Ecco, quindi, che nell’ipotesi in cui il periodo di formazione sia stato voluto dal datore di lavoro, come nel caso della formazione professionale obbligatoria, i due elementi richiamati sono ben presenti: il dipendente deve recarsi in un luogo designato e deve comunque rimanere a disposizione del titolare.
Per questi motivi, conclude la Corte nella sentenza del 28 ottobre:
“L’articolo 2, punto 1, della direttiva 2003/88/CE del Parlamento europeo e del Consiglio, del 4 novembre 2003, concernente taluni aspetti dell’organizzazione dell’orario di lavoro, deve essere interpretato nel senso che il lasso di tempo durante il quale un lavoratore segue una formazione professionale impostagli dal suo datore di lavoro, che si svolge al di fuori del suo luogo di lavoro abituale, nei locali del prestatore dei servizi di formazione, e durante il quale egli non esercita le sue funzioni abituali, costituisce orario di lavoro, ai sensi di tale disposizione”.

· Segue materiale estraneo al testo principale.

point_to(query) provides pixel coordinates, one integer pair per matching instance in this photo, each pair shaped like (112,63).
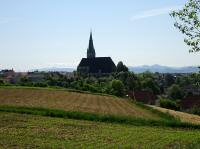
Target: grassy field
(65,100)
(27,131)
(184,117)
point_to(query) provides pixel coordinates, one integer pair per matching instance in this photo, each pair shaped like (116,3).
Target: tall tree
(187,21)
(121,67)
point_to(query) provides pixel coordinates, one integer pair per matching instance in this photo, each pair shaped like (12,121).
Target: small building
(95,65)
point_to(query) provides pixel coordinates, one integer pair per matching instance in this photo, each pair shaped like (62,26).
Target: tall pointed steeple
(91,51)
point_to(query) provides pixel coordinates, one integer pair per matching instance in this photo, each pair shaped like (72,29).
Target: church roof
(98,64)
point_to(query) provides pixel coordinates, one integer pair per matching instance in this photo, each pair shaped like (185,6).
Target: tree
(117,87)
(187,21)
(169,79)
(121,67)
(149,83)
(175,92)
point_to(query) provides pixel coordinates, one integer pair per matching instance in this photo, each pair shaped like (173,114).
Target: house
(95,65)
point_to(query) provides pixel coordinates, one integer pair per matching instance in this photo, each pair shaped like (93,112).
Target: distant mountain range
(136,69)
(164,69)
(55,69)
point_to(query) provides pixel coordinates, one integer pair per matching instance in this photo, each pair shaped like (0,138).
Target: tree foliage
(121,67)
(187,21)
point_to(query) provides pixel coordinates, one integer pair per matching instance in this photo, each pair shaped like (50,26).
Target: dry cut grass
(59,99)
(28,131)
(184,117)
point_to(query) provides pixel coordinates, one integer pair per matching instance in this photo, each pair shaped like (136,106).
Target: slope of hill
(65,100)
(28,131)
(184,117)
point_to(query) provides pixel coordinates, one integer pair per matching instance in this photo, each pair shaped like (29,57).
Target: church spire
(91,51)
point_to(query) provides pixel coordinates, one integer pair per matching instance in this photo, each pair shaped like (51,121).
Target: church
(95,65)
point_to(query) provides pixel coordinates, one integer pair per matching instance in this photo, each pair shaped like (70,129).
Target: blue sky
(55,33)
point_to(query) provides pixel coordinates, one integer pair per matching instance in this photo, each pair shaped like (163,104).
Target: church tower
(91,51)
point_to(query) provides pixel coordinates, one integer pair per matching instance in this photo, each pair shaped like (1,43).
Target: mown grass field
(27,131)
(184,117)
(59,119)
(65,100)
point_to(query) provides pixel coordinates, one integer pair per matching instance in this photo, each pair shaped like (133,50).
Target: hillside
(72,101)
(28,131)
(184,117)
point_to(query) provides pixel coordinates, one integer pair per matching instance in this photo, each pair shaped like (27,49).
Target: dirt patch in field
(65,100)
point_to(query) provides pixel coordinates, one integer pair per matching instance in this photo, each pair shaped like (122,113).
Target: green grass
(98,117)
(29,131)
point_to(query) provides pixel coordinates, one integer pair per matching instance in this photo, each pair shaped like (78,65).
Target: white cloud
(4,20)
(154,12)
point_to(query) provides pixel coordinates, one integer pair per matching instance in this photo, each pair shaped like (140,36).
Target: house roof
(98,64)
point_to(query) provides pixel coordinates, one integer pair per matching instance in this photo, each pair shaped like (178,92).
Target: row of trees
(121,82)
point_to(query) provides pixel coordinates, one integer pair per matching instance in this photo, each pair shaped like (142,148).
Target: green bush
(169,104)
(117,87)
(175,92)
(40,84)
(195,110)
(1,82)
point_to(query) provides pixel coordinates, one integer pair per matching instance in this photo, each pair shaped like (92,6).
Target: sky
(55,33)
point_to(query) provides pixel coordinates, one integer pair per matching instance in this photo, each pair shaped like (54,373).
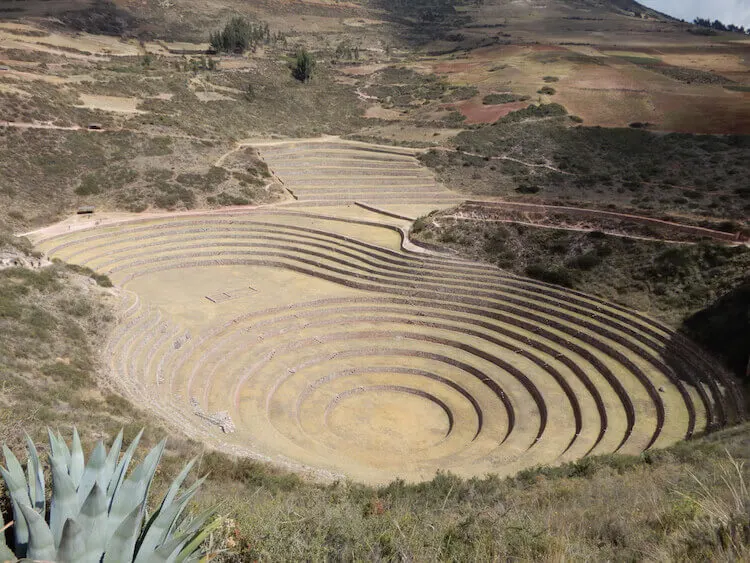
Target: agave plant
(96,512)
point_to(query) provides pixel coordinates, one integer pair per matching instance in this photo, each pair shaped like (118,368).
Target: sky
(727,11)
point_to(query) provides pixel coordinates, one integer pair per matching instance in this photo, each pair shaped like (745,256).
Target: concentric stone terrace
(334,172)
(331,347)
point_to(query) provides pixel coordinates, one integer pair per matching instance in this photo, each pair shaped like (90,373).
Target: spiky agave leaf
(15,481)
(5,553)
(110,463)
(64,502)
(93,473)
(199,532)
(121,545)
(97,512)
(41,543)
(122,467)
(76,459)
(163,523)
(93,520)
(72,544)
(135,488)
(35,474)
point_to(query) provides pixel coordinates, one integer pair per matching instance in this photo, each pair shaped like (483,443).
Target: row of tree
(719,26)
(240,35)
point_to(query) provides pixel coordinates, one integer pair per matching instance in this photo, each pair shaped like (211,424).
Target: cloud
(728,11)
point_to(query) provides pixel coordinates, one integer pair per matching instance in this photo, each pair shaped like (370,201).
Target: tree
(240,35)
(304,65)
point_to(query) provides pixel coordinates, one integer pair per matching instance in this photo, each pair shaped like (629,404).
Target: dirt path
(596,213)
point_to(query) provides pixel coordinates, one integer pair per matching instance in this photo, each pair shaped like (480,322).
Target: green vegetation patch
(538,150)
(504,98)
(402,87)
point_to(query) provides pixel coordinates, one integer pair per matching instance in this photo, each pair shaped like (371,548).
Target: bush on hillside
(239,35)
(303,65)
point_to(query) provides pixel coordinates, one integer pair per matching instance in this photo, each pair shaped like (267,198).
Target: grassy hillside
(540,152)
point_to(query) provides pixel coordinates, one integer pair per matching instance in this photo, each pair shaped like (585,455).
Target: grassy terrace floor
(333,349)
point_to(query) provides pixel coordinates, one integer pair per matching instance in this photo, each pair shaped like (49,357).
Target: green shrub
(239,35)
(554,275)
(303,65)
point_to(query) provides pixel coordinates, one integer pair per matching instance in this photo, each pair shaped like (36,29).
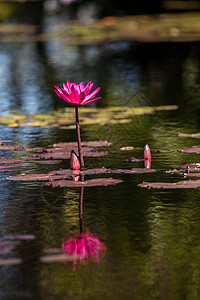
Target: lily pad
(35,177)
(193,135)
(88,144)
(133,159)
(191,174)
(86,183)
(66,155)
(194,149)
(191,166)
(187,184)
(163,151)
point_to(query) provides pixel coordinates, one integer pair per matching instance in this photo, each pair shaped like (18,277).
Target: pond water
(148,240)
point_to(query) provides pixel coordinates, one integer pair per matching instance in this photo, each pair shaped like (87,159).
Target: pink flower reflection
(85,246)
(77,94)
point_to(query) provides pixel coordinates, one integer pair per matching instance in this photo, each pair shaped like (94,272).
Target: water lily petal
(92,94)
(66,88)
(88,88)
(93,100)
(81,86)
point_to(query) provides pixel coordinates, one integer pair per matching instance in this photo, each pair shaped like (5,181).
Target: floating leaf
(47,162)
(10,261)
(66,155)
(66,118)
(127,148)
(188,184)
(8,168)
(133,159)
(88,144)
(35,177)
(9,147)
(193,135)
(56,258)
(20,237)
(163,151)
(191,174)
(86,183)
(191,166)
(194,149)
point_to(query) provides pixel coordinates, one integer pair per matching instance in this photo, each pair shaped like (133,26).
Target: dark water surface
(152,237)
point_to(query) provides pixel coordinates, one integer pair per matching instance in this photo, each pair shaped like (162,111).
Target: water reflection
(84,247)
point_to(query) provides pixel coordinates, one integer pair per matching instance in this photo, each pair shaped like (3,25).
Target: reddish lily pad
(68,174)
(56,258)
(88,144)
(9,147)
(47,162)
(66,155)
(133,159)
(194,149)
(10,261)
(8,168)
(191,166)
(127,148)
(191,174)
(35,177)
(133,171)
(11,160)
(20,237)
(187,184)
(86,183)
(163,151)
(193,135)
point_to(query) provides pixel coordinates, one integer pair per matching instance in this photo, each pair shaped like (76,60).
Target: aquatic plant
(77,94)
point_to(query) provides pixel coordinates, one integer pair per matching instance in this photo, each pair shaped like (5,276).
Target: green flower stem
(79,139)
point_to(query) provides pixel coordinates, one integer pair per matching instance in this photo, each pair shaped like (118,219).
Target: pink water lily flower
(77,94)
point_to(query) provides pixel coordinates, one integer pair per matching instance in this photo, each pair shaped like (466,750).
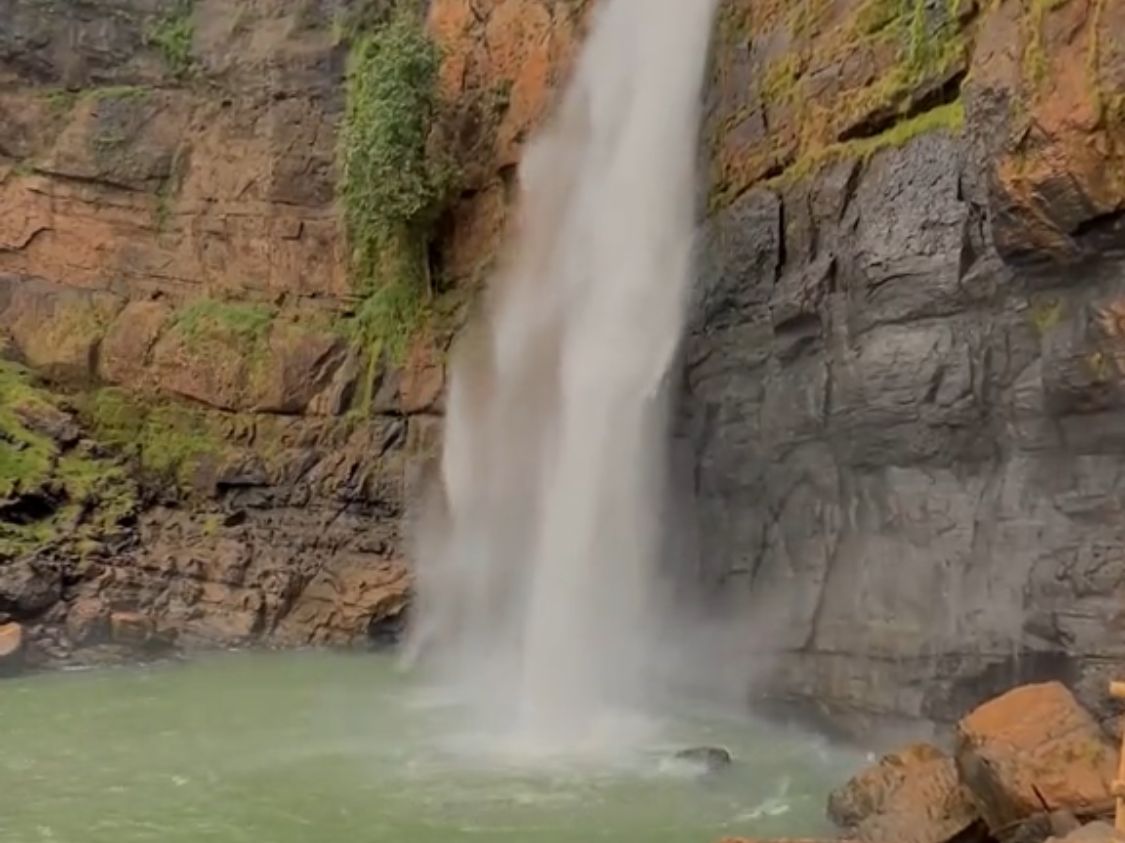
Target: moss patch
(79,494)
(171,35)
(209,319)
(392,186)
(915,48)
(167,440)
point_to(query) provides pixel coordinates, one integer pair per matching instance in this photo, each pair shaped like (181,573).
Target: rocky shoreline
(1029,765)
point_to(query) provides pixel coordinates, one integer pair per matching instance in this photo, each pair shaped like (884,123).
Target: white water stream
(538,564)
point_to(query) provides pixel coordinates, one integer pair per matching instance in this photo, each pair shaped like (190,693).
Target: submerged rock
(710,758)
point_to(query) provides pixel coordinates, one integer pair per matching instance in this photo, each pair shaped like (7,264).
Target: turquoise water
(335,749)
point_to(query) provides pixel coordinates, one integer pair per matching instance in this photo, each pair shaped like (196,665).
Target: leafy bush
(392,187)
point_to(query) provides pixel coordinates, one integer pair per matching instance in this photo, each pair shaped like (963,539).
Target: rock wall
(903,379)
(199,453)
(172,261)
(902,383)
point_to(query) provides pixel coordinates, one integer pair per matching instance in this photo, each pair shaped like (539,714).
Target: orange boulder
(911,796)
(1035,750)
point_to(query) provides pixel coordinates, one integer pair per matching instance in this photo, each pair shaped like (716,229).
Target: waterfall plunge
(538,565)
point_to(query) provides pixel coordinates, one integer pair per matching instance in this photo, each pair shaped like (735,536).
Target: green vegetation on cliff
(203,319)
(53,484)
(393,187)
(167,440)
(171,35)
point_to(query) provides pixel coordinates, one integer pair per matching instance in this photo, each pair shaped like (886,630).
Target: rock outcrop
(914,796)
(1029,767)
(902,398)
(902,386)
(1035,751)
(201,453)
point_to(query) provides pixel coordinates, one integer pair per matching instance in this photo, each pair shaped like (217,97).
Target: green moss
(208,319)
(780,81)
(92,494)
(26,457)
(118,92)
(806,17)
(944,118)
(392,187)
(60,100)
(172,36)
(167,440)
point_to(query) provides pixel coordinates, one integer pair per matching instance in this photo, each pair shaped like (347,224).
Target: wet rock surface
(901,393)
(1031,765)
(911,795)
(1035,750)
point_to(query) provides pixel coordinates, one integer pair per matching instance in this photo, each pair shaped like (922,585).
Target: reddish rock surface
(11,643)
(911,796)
(1035,750)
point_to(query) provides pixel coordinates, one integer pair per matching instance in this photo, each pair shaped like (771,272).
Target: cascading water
(538,564)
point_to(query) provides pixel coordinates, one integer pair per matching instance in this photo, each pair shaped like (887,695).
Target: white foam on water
(538,557)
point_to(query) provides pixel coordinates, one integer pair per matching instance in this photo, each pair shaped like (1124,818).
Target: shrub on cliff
(392,186)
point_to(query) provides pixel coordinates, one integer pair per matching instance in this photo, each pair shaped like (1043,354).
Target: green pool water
(316,747)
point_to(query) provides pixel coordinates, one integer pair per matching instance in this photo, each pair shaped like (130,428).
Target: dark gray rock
(908,453)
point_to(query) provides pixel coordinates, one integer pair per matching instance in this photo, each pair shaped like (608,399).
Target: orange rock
(340,604)
(11,642)
(911,796)
(59,331)
(125,351)
(129,627)
(87,620)
(1034,750)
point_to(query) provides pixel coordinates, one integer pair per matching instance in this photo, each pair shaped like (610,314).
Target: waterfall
(538,557)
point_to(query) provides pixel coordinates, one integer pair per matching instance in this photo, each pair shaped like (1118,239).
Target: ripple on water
(264,747)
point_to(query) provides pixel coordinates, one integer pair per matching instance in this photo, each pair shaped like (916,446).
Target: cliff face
(903,379)
(172,261)
(902,383)
(203,441)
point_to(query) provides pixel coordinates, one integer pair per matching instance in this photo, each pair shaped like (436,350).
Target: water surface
(316,747)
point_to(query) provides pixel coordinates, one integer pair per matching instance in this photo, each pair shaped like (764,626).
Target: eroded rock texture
(903,382)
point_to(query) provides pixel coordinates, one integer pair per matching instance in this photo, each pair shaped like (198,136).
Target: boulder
(11,644)
(710,758)
(132,628)
(1033,751)
(87,621)
(911,796)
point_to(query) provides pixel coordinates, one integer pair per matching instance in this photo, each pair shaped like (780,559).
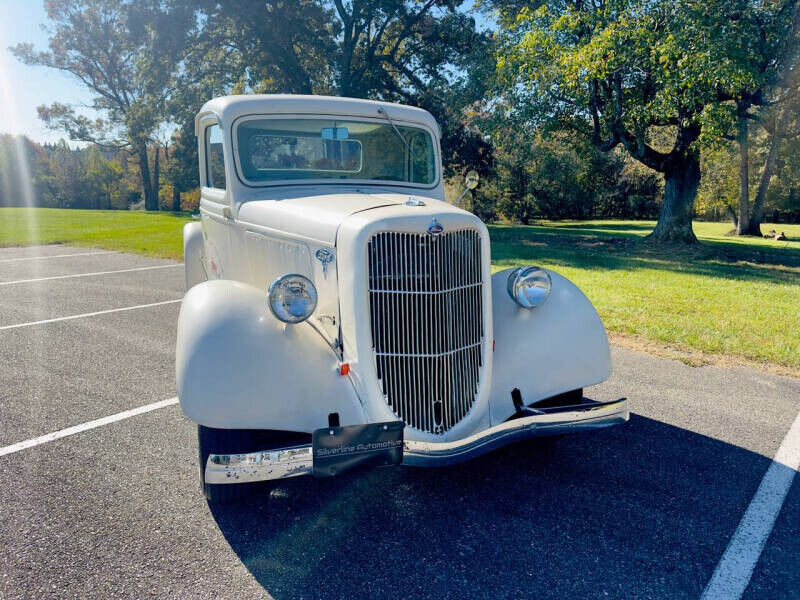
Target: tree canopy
(659,78)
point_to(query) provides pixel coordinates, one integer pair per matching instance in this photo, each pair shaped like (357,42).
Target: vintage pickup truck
(340,313)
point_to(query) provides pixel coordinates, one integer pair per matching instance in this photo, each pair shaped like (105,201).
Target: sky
(23,88)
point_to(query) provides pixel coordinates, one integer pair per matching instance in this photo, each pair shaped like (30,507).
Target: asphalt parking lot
(643,510)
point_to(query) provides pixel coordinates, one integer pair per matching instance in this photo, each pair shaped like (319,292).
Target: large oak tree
(659,77)
(125,52)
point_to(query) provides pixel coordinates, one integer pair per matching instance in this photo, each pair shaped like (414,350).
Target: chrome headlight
(292,298)
(529,286)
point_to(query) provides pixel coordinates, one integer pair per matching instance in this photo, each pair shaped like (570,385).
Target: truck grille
(426,309)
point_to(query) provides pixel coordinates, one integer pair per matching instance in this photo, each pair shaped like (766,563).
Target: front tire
(224,441)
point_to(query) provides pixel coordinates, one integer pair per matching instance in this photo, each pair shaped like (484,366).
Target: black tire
(224,441)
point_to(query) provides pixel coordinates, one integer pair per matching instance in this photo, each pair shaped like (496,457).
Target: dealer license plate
(338,449)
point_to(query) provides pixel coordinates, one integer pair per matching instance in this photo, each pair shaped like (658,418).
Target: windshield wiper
(382,111)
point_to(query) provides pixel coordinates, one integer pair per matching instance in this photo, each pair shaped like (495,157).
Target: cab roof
(229,108)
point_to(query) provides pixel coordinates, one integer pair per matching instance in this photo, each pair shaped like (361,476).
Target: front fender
(554,348)
(238,367)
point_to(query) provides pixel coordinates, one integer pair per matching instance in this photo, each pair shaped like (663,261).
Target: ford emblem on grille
(326,257)
(435,228)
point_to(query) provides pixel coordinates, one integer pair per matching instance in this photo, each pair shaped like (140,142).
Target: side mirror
(471,180)
(470,183)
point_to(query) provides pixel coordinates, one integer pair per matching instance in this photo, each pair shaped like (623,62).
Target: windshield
(280,149)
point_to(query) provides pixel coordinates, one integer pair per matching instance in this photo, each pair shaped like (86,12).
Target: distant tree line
(635,108)
(92,177)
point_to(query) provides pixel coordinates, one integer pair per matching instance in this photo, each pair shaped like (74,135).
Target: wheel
(224,441)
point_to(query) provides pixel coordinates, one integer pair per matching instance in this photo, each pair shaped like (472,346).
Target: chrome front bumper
(299,460)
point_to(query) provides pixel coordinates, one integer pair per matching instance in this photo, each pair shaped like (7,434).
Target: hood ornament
(325,256)
(435,228)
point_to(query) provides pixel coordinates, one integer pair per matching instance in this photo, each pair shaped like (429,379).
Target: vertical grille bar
(426,318)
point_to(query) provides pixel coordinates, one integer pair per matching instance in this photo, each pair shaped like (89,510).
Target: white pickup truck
(340,313)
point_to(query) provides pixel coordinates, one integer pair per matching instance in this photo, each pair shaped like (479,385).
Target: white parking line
(86,426)
(58,256)
(735,569)
(81,316)
(89,274)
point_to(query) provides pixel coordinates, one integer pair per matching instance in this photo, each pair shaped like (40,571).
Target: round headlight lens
(529,286)
(292,298)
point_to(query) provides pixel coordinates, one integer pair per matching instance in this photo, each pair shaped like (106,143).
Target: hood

Il dipendente, tra l’altro, ha diritto per tutta la durata della formazione professionale alla totalità della sua retribuzione stabilita nel contratto di lavoro.
Formazione professionale obbligatoria, rientra nell’orario di lavoro anche se svolta fuori sede
La Corte, nell’esprimere il principio citato, precisa che è del tutto irrilevante la circostanza che i periodi di formazione professionale si svolgano, in tutto o in parte, al di fuori del normale orario di lavoro.
La direttiva 2003/88, infatti, nel definire tale orario non si riferisce a quello stabilito dal contratto.
E, ancora, non ha nessuna importanza che la formazione professionale si svolga non sul luogo abituale di lavoro ma nei locali dell’impresa che fornisce i servizi di formazione.
Questa circostanza, chiarisce la Corte, non esclude che così il lavoratore sia costretto comunque ad essere fisicamente presente sul luogo stabilito.
Infine, neppure il fatto che questa attività di formazione sia diversa da quella che il lavoratore svolge normalmente impedisce di qualificare tali periodi come orario di lavoro.
Anche in questo caso, infatti, basta che la formazione professionale sia seguita su iniziativa del datore di lavoro e che il dipendente sia soggetto, nell’ambito di tale formazione, alle sue istruzioni.